Development of rotary hydro-elastic actuator with robust internal-loop-compensator-based torque control and cross-parallel connection spring

Hydraulic actuation systems have high power-to-weight ratio and durability characteristics, but its the non-backdrivability and high output stiffness of hydraulic prevented it from being actively applied to interactive control systems, especially in robotics. This paper describes a force/torque control strategy to address these interactive hydraulic system control problems, with hydro-elastic actuation, which is a combination of a hydraulic actuator with a spring installed on the output side. This configuration simplifies the hydraulic actuator force/torque control problem into a motion control problem. To achieve high performance, first we introduced a robust internal- loop compensator (RIC) for hydraulic motion control, which has equivalent properties to a disturbance observer (DOB) and applicability in non-linear hydraulic actuator dynamics by decoupling the inner-loop compensator and outer-loop controller. This also minimizes sensor requirements and computation costs versus conventional hydraulic motion controllers.
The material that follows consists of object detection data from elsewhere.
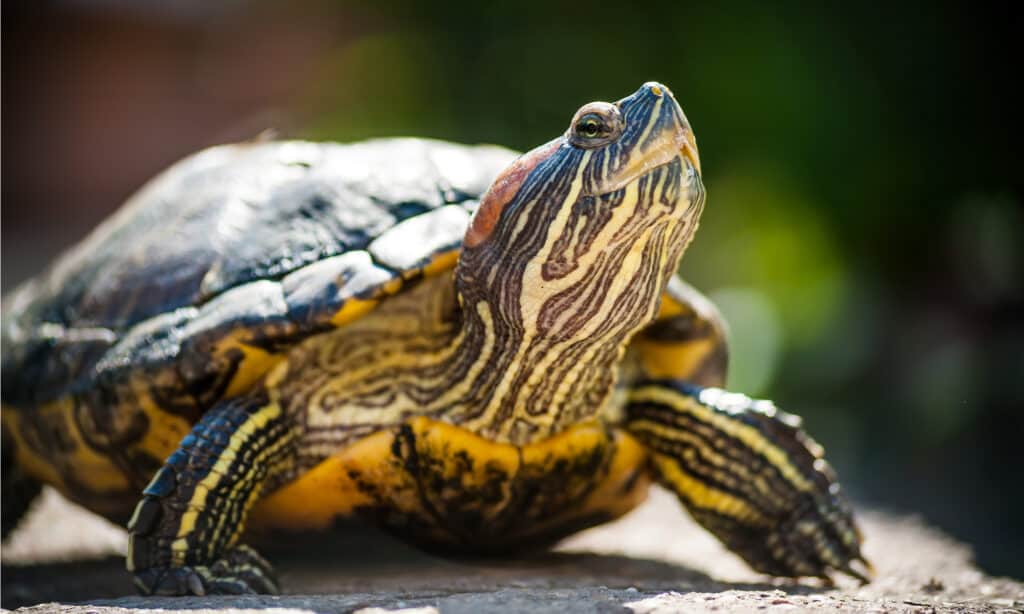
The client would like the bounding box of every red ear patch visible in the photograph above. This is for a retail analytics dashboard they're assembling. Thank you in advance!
[463,138,564,248]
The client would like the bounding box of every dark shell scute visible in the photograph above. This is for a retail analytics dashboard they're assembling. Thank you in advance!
[0,139,515,406]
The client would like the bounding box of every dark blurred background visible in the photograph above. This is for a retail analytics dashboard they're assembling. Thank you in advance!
[2,0,1024,577]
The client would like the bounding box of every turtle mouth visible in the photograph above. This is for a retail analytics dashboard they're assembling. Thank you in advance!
[679,130,700,175]
[589,129,700,196]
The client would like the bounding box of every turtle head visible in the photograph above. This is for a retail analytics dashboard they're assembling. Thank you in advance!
[456,83,703,345]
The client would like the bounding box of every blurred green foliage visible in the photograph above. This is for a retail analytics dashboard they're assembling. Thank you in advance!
[3,0,1024,576]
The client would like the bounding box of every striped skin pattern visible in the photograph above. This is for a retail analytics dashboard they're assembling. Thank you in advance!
[625,381,870,582]
[116,84,862,594]
[127,395,294,595]
[269,86,703,470]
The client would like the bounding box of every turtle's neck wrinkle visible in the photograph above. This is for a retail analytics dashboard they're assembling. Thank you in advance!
[449,230,675,444]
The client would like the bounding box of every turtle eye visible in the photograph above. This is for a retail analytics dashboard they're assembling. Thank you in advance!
[568,102,623,149]
[577,113,611,138]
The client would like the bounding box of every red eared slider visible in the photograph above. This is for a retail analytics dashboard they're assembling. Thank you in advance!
[3,83,865,594]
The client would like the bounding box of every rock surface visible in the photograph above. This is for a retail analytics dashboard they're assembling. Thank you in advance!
[2,490,1024,614]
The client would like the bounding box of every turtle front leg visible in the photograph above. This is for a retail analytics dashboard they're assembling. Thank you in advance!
[127,394,295,595]
[626,380,870,582]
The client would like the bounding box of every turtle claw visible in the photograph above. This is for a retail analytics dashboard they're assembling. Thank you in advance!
[135,545,281,597]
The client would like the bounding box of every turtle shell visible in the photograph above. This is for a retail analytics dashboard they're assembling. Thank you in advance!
[2,139,515,418]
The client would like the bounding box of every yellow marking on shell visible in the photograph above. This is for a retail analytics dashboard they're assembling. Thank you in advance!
[2,406,67,492]
[331,299,379,326]
[653,454,766,524]
[223,340,282,398]
[171,401,282,565]
[3,397,131,497]
[656,293,691,319]
[634,338,719,379]
[630,386,814,492]
[250,416,650,531]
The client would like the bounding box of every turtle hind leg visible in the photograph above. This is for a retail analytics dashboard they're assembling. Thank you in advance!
[127,394,295,595]
[0,428,42,539]
[626,380,870,582]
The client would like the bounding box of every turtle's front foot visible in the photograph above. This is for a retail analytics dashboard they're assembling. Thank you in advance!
[126,395,291,595]
[135,545,281,596]
[627,381,871,582]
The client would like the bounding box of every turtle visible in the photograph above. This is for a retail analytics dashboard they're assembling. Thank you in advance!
[2,82,870,595]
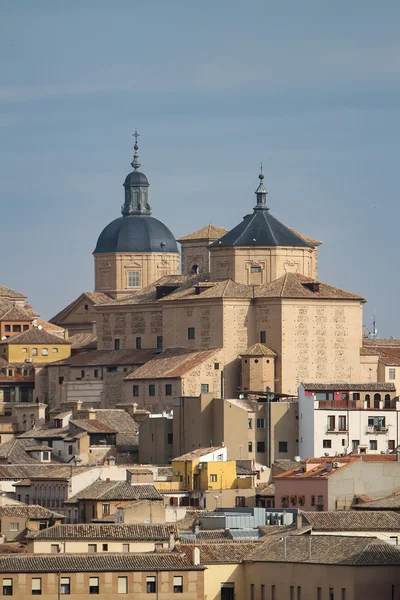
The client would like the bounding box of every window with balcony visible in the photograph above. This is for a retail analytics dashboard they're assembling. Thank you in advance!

Based on this first strategy, second, we propose link-side motion feedback to compensate for undesirable velocity disturbances from the link side to provide high-accuracy torque control for the HEA system. Finally, we propose cross-parallel connection strategy to HEA spring to achieve high durability and deflection linearity Experimental results with custom-designed hardware showed torque controllability, backdrivability, low output impedance, and robustness in linking motion disturbance in time domain zero-torque and stiffness control experiments, without losing much of the high-power potential.